Rindió tributo a las decenas de miles de salusanos que habían muerto durante el ataque cimek, junto con cincuenta y un dignatarios visitantes.

—La milicia salusana continúa en alerta máxima, y hemos enviado naves a todos los planetas de la liga para advertirles del peligro. Nuestra única esperanza reside en que otros planetas no sean atacados.

A continuación, el virrey llamó a Tio Holtzman, que acababa de llegar tras casi un mes de viaje desde sus laboratorios de Poritrin.

—Sabio Holtzman, estamos ansiosos por escuchar vuestro análisis de las nuevas defensas.

Holtzman ardía en deseos de inspeccionar sus escudos descodificadores, para ver cómo habían sido modificados y mejorados. En Poritrin, el noble Niko Bludd financiaba las investigaciones del sabio. Debido a sus anteriores logros, los miembros de la liga siempre albergaban la esperanza de que Holtzman se sacaría otro milagro de la manga.

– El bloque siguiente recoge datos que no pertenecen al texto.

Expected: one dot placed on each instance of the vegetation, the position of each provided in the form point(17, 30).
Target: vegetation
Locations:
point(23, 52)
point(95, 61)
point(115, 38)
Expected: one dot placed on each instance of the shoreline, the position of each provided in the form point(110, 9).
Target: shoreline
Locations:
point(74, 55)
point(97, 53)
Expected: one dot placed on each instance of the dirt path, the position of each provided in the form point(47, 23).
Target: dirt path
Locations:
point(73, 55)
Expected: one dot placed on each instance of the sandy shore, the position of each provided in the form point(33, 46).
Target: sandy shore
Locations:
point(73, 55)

Holtzman, de cuerpo menudo, vestido con prendas elegantes y pulcras, se movía con gracia y un gran dominio de la situación. El pelo gris que colgaba hasta sus hombros enmarcaba un rostro enjuto. Era un hombre muy seguro de sí mismo y egocéntrico, al cual le encantaba hablar a importantes dignatarios del Parlamento, pero en este momento parecía preocupado, cosa rara en él. En verdad, al inventor le costaba admitir una equivocación. No cabía duda de que su campo descodificador había fallado. ¡Los cimeks lo habían traspasado! ¿Qué iba a decir a esta gente que había confiado en él?

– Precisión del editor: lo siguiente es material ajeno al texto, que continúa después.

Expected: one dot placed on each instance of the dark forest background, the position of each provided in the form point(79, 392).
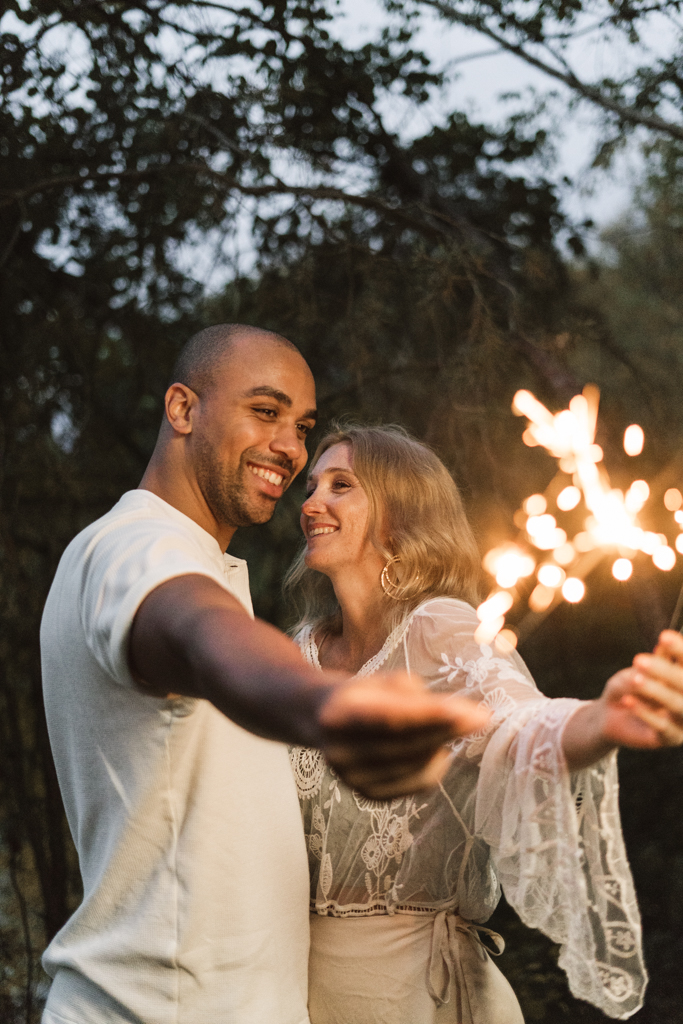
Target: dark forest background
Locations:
point(425, 276)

Cuando subió al estrado, el hombre carraspeó y paseó la vista a su alrededor, contempló a la pensadora y al monje que la acompañaba. Era un asunto muy delicado. ¿Cómo podía esquivar su culpabilidad?

El científico utilizó su mejor voz.

—En una guerra, cuando un bando consigue un avance tecnológico, el otro intenta superarlo. Hace poco lo hemos experimentado con mis campos descodificadores atmosféricos. De no haber sido instalados, la flota de máquinas pensantes habría arrasado Salusa. Por desgracia, no tuve en cuenta las capacidades únicas de los cimeks. Descubrieron un fallo en el blindaje y lo aprovecharon.

Nadie le había acusado de nada, pero era lo más parecido a la admisión de un error que Holtzman podía tolerar.

—Nos toca ahora superar a las máquinas con una nueva idea. Espero que esta tragedia me inspire, que empuje mi inspiración hasta su límite. —Dio la impresión de que se sentía avergonzado, incluso dolido—. Trabajaré en ello en cuanto regrese a Poritrin. Espero daros una sorpresa lo antes posible.

Una mujer de elevada estatura se deslizó hacia el atril, atrayendo la atención de todo el mundo.

—Tal vez pueda sugeriros algo.

Tenía las cejas claras y el pelo blanco, así como una piel luminosa que le confería una cualidad etérea, pero impregnada de poder.